The building is subject to a mortgage loan of P93,000 which is not to be assumed by the partnership. Profit
sharing ratio is 36:24 for Xai and Earl, respectively.

Questions:
7. Earl’s capital account at Nov. 30, 2023.
8. Earl’s capital account on Nov. 30, 2023 assuming that the partnership agreement is that partners
should have an equal interest in partnership capital.
9. The total partnership capital on Nov. 30, 2023 using the information in # 8.
10. The bonus given to Xai using the information in #8.
11. The required capital of Xai using the original information and assuming that capital shall be
proportionate to the partners’ profit and loss ratio.
PROBLEM NO. 4
Bry admits Pattie as partner in business. Accounts in the ledger for Bry on March 28, 2023, prior to the
admission of Pattie, show the following balances:
Cash – P678,200; Accounts receivables – P126,775; Merchandise Inventory – P140,900; Accounts payable
– P216,565; Loan payable P291,520.
It is agreed that for purposes of establishing Pattie’s interest, the following adjustments shall be made:
a. An allowance for doubtful accounts at 20% of accounts receivable is to be established.
b. The merchandise inventory is to be valued at P165,780.
c. Prepaid interest expense of P56,430 and accrued salary expenses of P23,400 are to be recognized.
Pattie is to invest sufficient cash to obtain a 3/7 interest in the partnership.
Questions:
12. Bry’s adjusted capital before the admission of Pattie.
13. The amount of cash investment by Pattie.
PROBLEM NO. 4
On June 1, 2023, the business assets of Jo, Anna, and Reyes appear below:
Jo Anna Reyes
Cash P151,200 P203,800 P199,100
Accounts receivable 340,150 90,700 123,400
Allowance for bad debts (20,550) (5,600) (12,500)
Land - - 550,500
Building 332,660 - 300,000
Accum. Dep – Bldng (102,000) - (113,000)
Machine - 250,400 -
Accum. Dep – Machine - (100,400) -
Equipment - 340,500 -
Accum. Dep - Equipment - (67,250) -
Accounts payable 154,000 177,000 169,500
Notes payable - 250,000 40,000
Mortgage payable 111,000 - 34,220

Jo, Anna and Reyes agreed to form a partnership contributing their respective assets and liabilities subject
to the following adjustments:

 The partnership will not assume the mortgage on Jo’s building.
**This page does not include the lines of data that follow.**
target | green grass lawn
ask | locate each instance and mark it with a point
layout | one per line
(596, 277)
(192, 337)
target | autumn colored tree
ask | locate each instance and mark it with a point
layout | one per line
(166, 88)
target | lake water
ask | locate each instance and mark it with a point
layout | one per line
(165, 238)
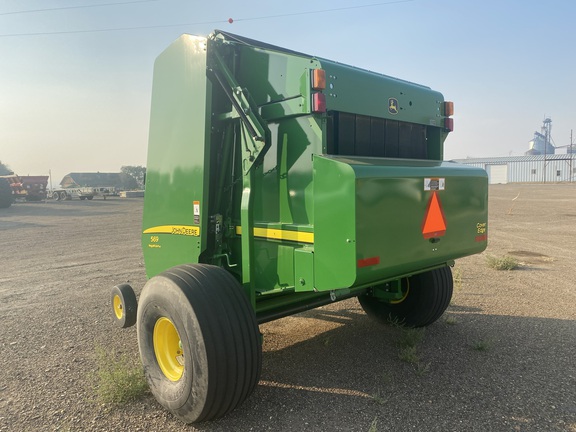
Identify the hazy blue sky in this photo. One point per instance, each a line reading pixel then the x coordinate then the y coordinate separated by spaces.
pixel 79 100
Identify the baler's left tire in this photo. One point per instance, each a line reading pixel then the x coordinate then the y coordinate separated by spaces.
pixel 199 341
pixel 426 297
pixel 124 305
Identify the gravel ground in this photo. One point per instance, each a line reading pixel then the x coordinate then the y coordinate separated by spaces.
pixel 502 358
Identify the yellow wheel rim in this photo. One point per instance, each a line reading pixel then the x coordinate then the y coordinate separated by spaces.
pixel 405 290
pixel 118 307
pixel 168 349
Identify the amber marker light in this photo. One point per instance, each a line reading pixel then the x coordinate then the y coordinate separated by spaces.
pixel 318 79
pixel 318 102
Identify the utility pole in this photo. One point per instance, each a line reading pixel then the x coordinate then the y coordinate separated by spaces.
pixel 571 157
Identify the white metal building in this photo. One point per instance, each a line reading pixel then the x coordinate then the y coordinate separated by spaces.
pixel 552 168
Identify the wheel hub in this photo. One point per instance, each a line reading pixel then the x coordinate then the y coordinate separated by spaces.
pixel 168 349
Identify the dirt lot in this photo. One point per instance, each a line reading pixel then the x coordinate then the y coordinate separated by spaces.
pixel 503 357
 Allowance for bad debts of each individual will be increased by 10% of their respective accounts
receivable balances.
 Reyes’ building should be written down to its recoverable amount of P131,500.
 Jo’s building has an appraised value of P320,440.
 The value of the machine will be written down by P30,000.
Profit – sharing ratio is 3:3:6 to Anna, Reyes, and Jo, respectively.
Questions:
14. Assuming that the partnership agreement is that the capital is equal to the net assets invested. How
much is the capital balance of Anna?
15. Using the information in # 14, how much is the capital balance of Jo?
16. Using the information in # 14, who has the highest capital balance?
17. Assuming that the partnership agreement is that partners should have an equal interest in
partnership capital, how much was the bonus to Jo?
18. Using the information in # 16, how much was deducted from the capital balance of Reyes?
19. Assuming that the partnership agreement is that capital accounts should be in proportion to the
profit-sharing ratio and that the capital of Jo is already in proportion to her profit share ratio, how
much is the required capital of Anna?
20. Using the information in # 19, how much will Reyes invest/withdraw cash in order that her capital
will be in proportion to her profit ratio? Indicate if INVEST or WITHDRAW.
21. Using the information in # 19, how much is the total capital of the partnership?
22. Using the information in # 19, how much is the total asset of the partnership?